Dejemos a un lado, si les parece, esa voluntad de 7,5 millones de ciudadanos, ofrecida, faltaría más, sin fisura alguna, como una mole granítica, con la misma desfachatez con que se afirma que todo ataque al nacionalismo catalán constituye, en definitiva, un ataque a Cataluña. Lo que me interesa destacar no es eso, sino el empeño, ya desatado, de esos próceres —y Viver, recordémoslo, fue miembro del Tribunal Constitucional— en saltarse la ley. Considerar, como hace el presidente del Consejo, que «el gran debate no es jurídico» y reducirlo a una mera cuestión de voluntades —en la que uno no puede por menos de percibir aquella «voluntad de un pueblo» a la que se agarró el presidente de la Generalitat en septiembre de 2012 para disolver el Parlamento y convocar elecciones anticipadas— equivale a afirmar que el marco jurídico no existe. O, si lo prefieren, que existe, sí, las cosas como son, pero el saltárnoslo no depende más que de nosotros. Como en Crimea y en el este de Ucrania, vaya, pero pacíficamente, que los catalanes somos gente de paz.
Este ha sido, desde un primer momento, el empeño del nacionalismo: saltarse la ley. Bien es cierto que en los primeros compases de su particular transición lo disimularon al máximo. Había que tratar de obtener, por todos los medios legales, un reconocimiento internacional. Pero como ese reconocimiento se ha revelado imposible —lo que no puede ser no puede ser, Talleyrand dixit—, ahora hemos entrado en otra fase, en la que ya no valen excusas. Ahora es sí o sí, sin tapujos, sin sujeción al ordenamiento jurídico, sin respeto alguno por el Estado de derecho. Ahora vamos a por todas. O sea, derechos al precipicio. Y, por desgracia, arrastrando en la aventura a un país entero.

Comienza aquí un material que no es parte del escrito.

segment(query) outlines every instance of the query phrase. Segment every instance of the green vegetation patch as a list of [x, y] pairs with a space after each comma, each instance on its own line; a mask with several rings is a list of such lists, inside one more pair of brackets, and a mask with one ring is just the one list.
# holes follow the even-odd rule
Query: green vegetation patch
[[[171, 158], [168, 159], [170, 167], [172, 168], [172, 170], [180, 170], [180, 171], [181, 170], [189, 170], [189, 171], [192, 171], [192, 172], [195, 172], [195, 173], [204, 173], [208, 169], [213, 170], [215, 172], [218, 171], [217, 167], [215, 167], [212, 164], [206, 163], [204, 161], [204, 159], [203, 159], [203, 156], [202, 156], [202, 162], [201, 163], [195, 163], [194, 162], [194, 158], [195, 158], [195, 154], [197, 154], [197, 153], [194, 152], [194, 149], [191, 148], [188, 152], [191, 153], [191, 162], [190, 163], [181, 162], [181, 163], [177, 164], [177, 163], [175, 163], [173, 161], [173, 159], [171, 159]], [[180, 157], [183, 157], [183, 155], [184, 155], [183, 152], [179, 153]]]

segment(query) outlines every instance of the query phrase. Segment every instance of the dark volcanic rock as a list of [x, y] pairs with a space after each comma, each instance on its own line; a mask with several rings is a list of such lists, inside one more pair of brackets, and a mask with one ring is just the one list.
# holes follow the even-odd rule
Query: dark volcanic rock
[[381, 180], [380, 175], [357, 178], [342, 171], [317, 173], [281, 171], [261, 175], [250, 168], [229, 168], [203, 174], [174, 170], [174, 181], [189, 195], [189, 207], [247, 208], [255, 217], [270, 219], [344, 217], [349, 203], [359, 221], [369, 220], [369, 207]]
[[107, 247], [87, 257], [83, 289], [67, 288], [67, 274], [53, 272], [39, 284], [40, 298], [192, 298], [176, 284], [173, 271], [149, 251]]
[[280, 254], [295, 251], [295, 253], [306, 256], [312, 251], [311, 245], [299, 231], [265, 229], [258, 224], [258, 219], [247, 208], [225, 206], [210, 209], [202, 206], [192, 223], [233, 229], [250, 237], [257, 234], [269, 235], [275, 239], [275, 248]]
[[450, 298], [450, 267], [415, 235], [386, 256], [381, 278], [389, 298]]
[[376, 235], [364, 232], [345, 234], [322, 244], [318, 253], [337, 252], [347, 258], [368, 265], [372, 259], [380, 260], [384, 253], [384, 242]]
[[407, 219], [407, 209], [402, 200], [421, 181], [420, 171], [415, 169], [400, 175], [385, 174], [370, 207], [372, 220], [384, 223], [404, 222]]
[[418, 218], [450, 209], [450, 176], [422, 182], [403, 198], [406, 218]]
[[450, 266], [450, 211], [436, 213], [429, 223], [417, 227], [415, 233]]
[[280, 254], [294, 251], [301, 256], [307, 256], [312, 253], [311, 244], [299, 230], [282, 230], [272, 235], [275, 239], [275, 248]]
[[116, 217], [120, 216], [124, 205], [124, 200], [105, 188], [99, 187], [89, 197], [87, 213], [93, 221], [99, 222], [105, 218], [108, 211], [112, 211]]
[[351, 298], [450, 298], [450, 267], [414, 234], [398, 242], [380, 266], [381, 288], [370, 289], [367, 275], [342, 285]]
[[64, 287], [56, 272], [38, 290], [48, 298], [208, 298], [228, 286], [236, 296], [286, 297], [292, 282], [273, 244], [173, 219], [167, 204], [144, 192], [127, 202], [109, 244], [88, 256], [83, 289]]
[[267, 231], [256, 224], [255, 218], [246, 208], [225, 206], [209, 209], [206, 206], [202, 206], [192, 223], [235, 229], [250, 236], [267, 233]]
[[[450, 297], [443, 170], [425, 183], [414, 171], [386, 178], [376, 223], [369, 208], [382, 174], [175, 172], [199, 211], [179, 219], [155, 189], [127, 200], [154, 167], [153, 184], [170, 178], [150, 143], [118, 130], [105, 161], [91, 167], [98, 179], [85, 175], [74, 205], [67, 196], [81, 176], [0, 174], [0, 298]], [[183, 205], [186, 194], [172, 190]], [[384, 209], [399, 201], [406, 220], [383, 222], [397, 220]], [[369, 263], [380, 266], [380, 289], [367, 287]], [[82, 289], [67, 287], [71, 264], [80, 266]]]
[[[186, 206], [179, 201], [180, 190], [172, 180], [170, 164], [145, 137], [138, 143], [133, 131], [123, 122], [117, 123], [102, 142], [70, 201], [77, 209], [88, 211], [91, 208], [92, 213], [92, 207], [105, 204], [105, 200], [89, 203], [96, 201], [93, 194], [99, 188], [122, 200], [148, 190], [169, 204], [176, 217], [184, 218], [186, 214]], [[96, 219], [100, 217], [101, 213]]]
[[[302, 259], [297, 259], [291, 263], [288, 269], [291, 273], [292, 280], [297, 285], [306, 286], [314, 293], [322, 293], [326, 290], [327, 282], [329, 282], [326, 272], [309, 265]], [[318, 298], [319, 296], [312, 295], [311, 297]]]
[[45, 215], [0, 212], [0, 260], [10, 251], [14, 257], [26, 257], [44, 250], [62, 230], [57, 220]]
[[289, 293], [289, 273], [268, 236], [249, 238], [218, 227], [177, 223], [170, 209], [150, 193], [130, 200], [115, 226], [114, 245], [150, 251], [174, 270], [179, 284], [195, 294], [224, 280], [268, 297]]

Que no es precisamente Cataluña, sino España. La estrategia del nacionalismo ha consistido, también desde el primer momento, en quitarle a España, esto es, a los españoles, toda legitimidad. De esa operación han sido además partícipes muchos de estos españoles —y, entre ellos, no pocos catalanes— que han convenido de buena fe en que Cataluña, o sea, los catalanes, tenían todo el derecho del mundo a decidir por ellos mismos y sin interferencias lo que deseaban ser de mayores. Curiosamente, esa ilegalidad —la más flagrante, sin duda, por cuanto niega al pueblo español la condición, recogida en nuestra Carta Magna, de depositario único de la soberanía nacional— empieza a ser advertida en los últimos tiempos por muchos de los que no habían reparado antes en ella y, de forma singular, por algunos de los que hasta la fecha habían transigido a conciencia con ese supuesto derecho privativo. Es posible que no sea ajeno a esa circunstancia el que los levantinos levantiscos se hayan dejado por fin de historias y de cuentos presuntamente legales y se muestren a cara descubierta, tal cual son. En todo caso, se trata de una excelente noticia. Ahora sólo queda perseverar en esta línea, hasta lograr que ese problema que nos afecta a todos, en tanto que españoles, encuentre también, lo antes posible, la respuesta de todos.